Posthuman Child and the Diffractive Teacher: Decolonising the Nature/Culture Binary
Abstract
Thanks to feminist scholarship, we have come to understand that the dominant conception of knowledge in education is grounded in patriarchy and the Nature/Culture dichotomy. The knowing subject, Man, is assumed to be of a particular (adult) age. Modern education positions children as knowledge consumers, not producers, because it is assumed that they are (still) developing, (still) innocent, (still) fragile, (still) immature, (still) irrational and so forth. In my presentation, I show how six overlapping configurations of child presuppose the metaphysical Nature/Culture binary which has shaped education as a process of becoming-adult (Man): the ‘developing child’, the ‘ignorant child’, the ‘evil child’, the ‘innocent child’, the ‘egocentric child’, the ‘fragile child’. The figuration of the ‘normal’ knowing subject informs institutionalised discriminatory and colonising child/adult relationships, and has brought into existence specific roles of the educator: guide, instructor, trainer, discipliner, facilitator, socialiser, protector, diagnoser or medicator.
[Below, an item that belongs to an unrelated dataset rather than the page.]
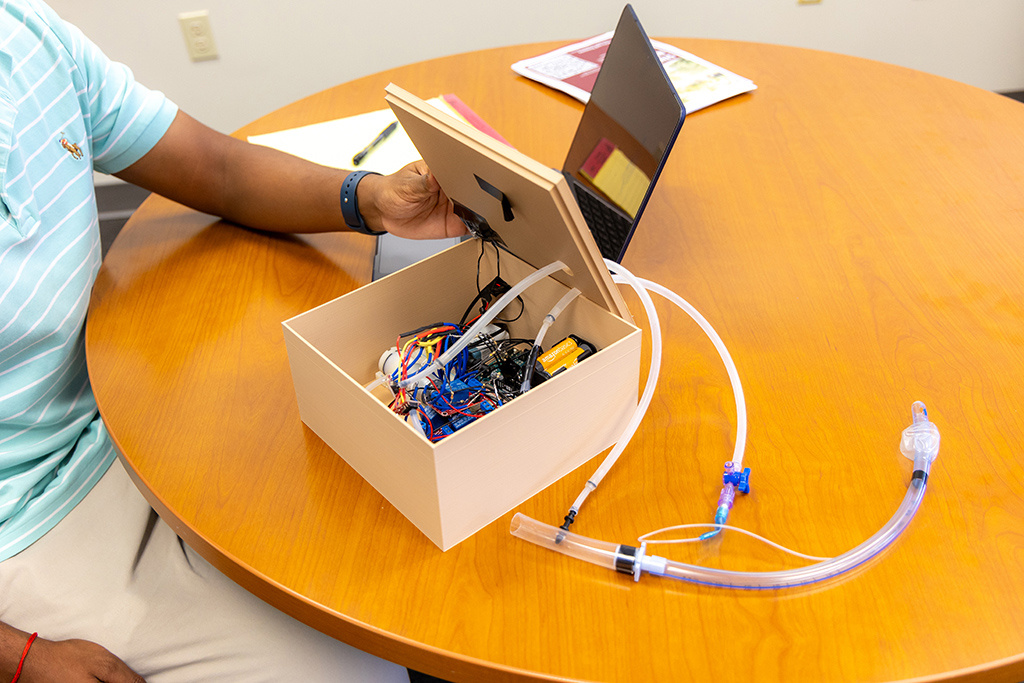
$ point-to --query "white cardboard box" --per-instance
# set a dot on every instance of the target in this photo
(452, 488)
Drawing on the philosophies of Barad, Braidotti, Haraway and Deleuze, my talk will unhinge child and childhood(s) from their metaphysical frame of reference. For “justice-to-come” (Barad, 2012), education needs to contribute to a postcolonial future that disrupts human exceptionalism and age-discrimination. Moving beyond the anthropocentric focus on people’s abilities or capacities as individuals, such posthuman education would regard knowledge production as part of an ontological relationality (including Nature and Culture) through which the human and more-than-human render each other able (Haraway, 2016). Drawing on posthuman notions of space and time, I offer a tentative imaginary of a diffractive posthuman educator in all phases of education.
Biography
Karin Murris is Full Professor of Pedagogy and Philosophy at the School of Education at the University of Cape Town in South Africa. Grounded in philosophy as an academic discipline, her main research interests are in posthuman intra-active pedagogies such as Philosophy with Children and Reggio Emilia, school ethics and postqualitative research methods. She is Principal Investigator of the Decolonising Early Childhood Discourses: Critical Posthumanism in Higher Education research project funded by the South African National Research Foundation (NRF). Her email address is karin.murris@uct.ac.za. Her articles can be downloaded from https://uct.academia.edu/KarinMurris.
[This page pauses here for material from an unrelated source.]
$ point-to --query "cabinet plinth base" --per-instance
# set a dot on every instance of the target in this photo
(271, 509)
Karin is currently president of the International Council of Philosophical Inquiry with Children (ICPIC), founding member of SAPERE (UK), originator of the Southern Africa Philosophy for Children network (Mindboggles) and involved in the African Reggio Emilia Association (AREA). Her book publications include: Teaching Philosophy with Picture Books (1992), The Posthuman Child: Educational Transformation through Philosophy with Picturebooks (2016), and (with Joanna Haynes) Storywise: Thinking through Stories (2002) and Picturebooks, Pedagogy and Philosophy (2012). She is also co-editor of the Routledge International Handbook of Philosophy for Children (2017).